How many topics to model

mu μ

strength of the prior

Gamma 𝛾

Significance Threshold

Delta δ

Impact Threshold

Output

k potentially causal topics (k<=tn): (T1,L1),... (Tk, Lk)

Steps

Algorithm Steps

  1. Apply M to D to generate tn topics T1,..,TN
  2. Use C to find topics with significance value sig(C,X,T) > gamma(95%) CT: set of candidates causal topics with lags {(tc1, L1),..,(tck,Lk)}.
  3. For each candidate topic CT, apply C to find most significant causal words among top words w subset of T. Record the impact values of these significance words (e.g. word-leave Pearson correlations with time series variable)
  4. Define a prior on the topic model parameters using significant terms and impact values
    1. Separate positive impact terms and negative impact terms If orientation is very weak ( delta < 10%) ignore minor group
    2. Assign prior probabilities proportions according to significance levels
  5. Apply M to D using prior obtained in step 4.
  6. Repeat 2-5 until satisfying stopping criteria (e.g. reach topic quality at some point, no more significant topic change). When the process stops, CT is the output causal topic list.

How to run?

This program has been tested for python 3.8.5. It may work for older version of python (>=3.6), but was not tested. Here are the instructions to run this program.

Initial Setup

This program can be run with or without virtual environment setup. However virtual environment is highly recommended. Below are the steps required for Ubuntu 20.04.1 LTS.

# install virtualenvwrapper
pip3 install virtualenvwrapper --user

# Setup virtualenvwrapper path if not already done
export PATH="$HOME/.local/bin:$PATH"

# If python3 is aliased on your system, you need to
# setup environment variable for virtualenvwrapper to
# know where to pick python
export VIRTUALENVWRAPPER_PYTHON=/usr/bin/python3

# Source virtualenvwrapper.sh so that all helper
# commands are added to path
source ~/.local/bin/virtualenvwrapper.sh

# Make virtualenv. *demo* can be any name.
mkvirtualenv demo

# Clone the repository
git clone https://github.com/sonalsharma5990/CourseProject.git

# install dependencies
cd CourseProject/src
pip install -r requirements.txt

Run program

There are three options to run the program.

Below command uses the saved model to find significant topics and words.
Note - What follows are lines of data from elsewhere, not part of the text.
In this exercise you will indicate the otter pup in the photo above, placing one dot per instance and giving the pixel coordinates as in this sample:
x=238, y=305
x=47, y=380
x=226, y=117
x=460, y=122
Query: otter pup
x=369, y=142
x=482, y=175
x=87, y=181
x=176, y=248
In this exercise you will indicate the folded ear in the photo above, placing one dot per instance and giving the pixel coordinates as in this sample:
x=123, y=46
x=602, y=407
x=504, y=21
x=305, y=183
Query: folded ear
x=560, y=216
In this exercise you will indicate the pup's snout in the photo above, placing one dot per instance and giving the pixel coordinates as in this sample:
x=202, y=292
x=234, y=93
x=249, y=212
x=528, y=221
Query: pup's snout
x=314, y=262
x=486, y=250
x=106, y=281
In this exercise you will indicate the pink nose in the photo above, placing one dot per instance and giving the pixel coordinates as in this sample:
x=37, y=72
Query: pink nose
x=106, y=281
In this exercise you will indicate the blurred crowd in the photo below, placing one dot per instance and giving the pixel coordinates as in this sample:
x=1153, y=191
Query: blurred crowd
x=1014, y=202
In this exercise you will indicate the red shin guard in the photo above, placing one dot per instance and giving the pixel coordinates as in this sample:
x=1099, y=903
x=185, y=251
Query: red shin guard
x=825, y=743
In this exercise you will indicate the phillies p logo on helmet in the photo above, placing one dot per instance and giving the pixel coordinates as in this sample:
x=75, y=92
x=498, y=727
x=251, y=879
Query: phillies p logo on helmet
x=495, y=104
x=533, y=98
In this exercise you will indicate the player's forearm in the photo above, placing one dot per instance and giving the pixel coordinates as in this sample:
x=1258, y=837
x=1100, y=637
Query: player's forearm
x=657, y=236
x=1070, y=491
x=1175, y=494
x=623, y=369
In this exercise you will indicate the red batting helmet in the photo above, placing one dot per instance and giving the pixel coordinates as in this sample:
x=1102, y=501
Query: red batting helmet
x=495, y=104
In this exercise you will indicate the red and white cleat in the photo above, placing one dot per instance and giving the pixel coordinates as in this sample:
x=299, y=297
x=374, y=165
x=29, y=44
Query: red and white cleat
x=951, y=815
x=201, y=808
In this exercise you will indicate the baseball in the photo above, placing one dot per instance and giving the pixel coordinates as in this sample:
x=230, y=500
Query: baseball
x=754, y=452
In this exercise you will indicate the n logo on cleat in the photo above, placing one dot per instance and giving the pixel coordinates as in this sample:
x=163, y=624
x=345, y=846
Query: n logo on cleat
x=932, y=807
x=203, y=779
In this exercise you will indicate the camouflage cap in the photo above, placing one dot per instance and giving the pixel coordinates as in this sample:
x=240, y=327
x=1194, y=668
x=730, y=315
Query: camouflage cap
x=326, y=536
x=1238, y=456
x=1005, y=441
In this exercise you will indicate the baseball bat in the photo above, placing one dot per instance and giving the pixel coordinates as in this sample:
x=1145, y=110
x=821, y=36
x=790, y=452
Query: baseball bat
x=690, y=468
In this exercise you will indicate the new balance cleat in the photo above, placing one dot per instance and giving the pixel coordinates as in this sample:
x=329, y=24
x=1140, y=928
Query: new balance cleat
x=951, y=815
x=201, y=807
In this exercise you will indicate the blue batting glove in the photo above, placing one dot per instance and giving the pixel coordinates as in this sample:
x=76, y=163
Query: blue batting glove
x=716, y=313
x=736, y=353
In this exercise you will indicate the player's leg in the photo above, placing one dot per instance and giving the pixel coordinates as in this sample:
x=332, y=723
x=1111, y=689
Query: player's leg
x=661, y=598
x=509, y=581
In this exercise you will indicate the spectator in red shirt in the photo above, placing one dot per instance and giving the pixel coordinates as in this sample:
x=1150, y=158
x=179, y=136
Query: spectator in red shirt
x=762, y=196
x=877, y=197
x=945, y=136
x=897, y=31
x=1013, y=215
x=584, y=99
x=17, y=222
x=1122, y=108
As it does not need to train the model, it is the fastest option and finishes in less than 5 minutes.

python main.py

You can also train the model again. Below command trains the model using the prior strength mu and eta (topic_word_prob) for 5 iterations. Please note currently it is not possible to set the mu, eta or number of iteration options from command line. These must be changed in code.

As this option trains the model five times (five iterations). It takes 12 to 15 minutes to run the program.

python main.py retrain

You can run topic causal modeling for various prior strength (mu) and number of clusters (tn), as mentioned in the section 5.2.2 Quantitative evaluation results. This generates graphs between various mu, tn and average causal significance and purity. As this program runs model training for each mu/tn combination five times. This takes 40 minutes to run on a large AWS EC2 instance.

python main.py graph

DataSet

NYT Corpus data

New York Times corpus was provided by TA's based on request by each team member. The dataset due to its huge size and access restriction is not included in this repository.

IEM 2000 Winner takes all data

The data from May-2000 to Nov-2000 was manually selected from IEM Website IEM 2000 U.S. Presidential Election: Winner-Takes-All Market

The data for each month was selected using dropdown and copied to a spreadsheet. After data for all months have been collected, the spreadsheet is saved as an CSV file.

Data preprocessing

2000 presidential election campaign experiment required NY Times corpus and IEM Winner Takes all data from May-2000 to Oct-2000. In additional NY Times corpus data is in XML so it was required to parse and extract required component. We wrote pre_processing.py module to take care for both tasks. It performs following tasks

NY Times Corpus

  • Using lxml library, extract body of NY corpus dataset between 01-May-2000 to 31-Oct-2000.
  • Check if body contains Gore or Bush, If yes extract only the paragraph containing Bush and Gore.
  • Combine all paragraphs for single article and write it as a single line
  • NY Times output is gzipped to save space. It is stored as data.txt.gz in data/experiment_1 folder.
  • NY Times output file contains each document as line, so line index is treated as document ID
  • Using line index (starts from 0), a document and date mapping file is created. This file is required in order to count documents/words for causal processing.

IEM Winner takes all data

  • Using pandas, the IEM Winner takes CSV is read
  • Filter dates between 01-May-2000 to 31-Oct-2000.
  • Using Gore as baseline, the LastPrice column is normalized GorePrice = GorePrice/(GorePrice + BushPrice)
  • Only date and LastPrice column is kept. As this file is small it is kept in memory for whole run.

Handling of missing data

On analysis of IEM data with NY Times corpus data, we found that IEM data is missing values for two dates 07-Jun-2000, 08-Jun-2000. These dates are filled with values from next (future) available last price which was available for 09-Jun-2000.

Stop words removal

On running the topic modeling several times we realized the initial and significant topics are dominated by most occurred terms in the corpus. E.g. almost every topic had Bush said with highest probability. We had to either implement some kind of TF-IDF for topic modeling or ignore the common words altogether. After some review we decided to go with removal of these words from the corpus as stop words.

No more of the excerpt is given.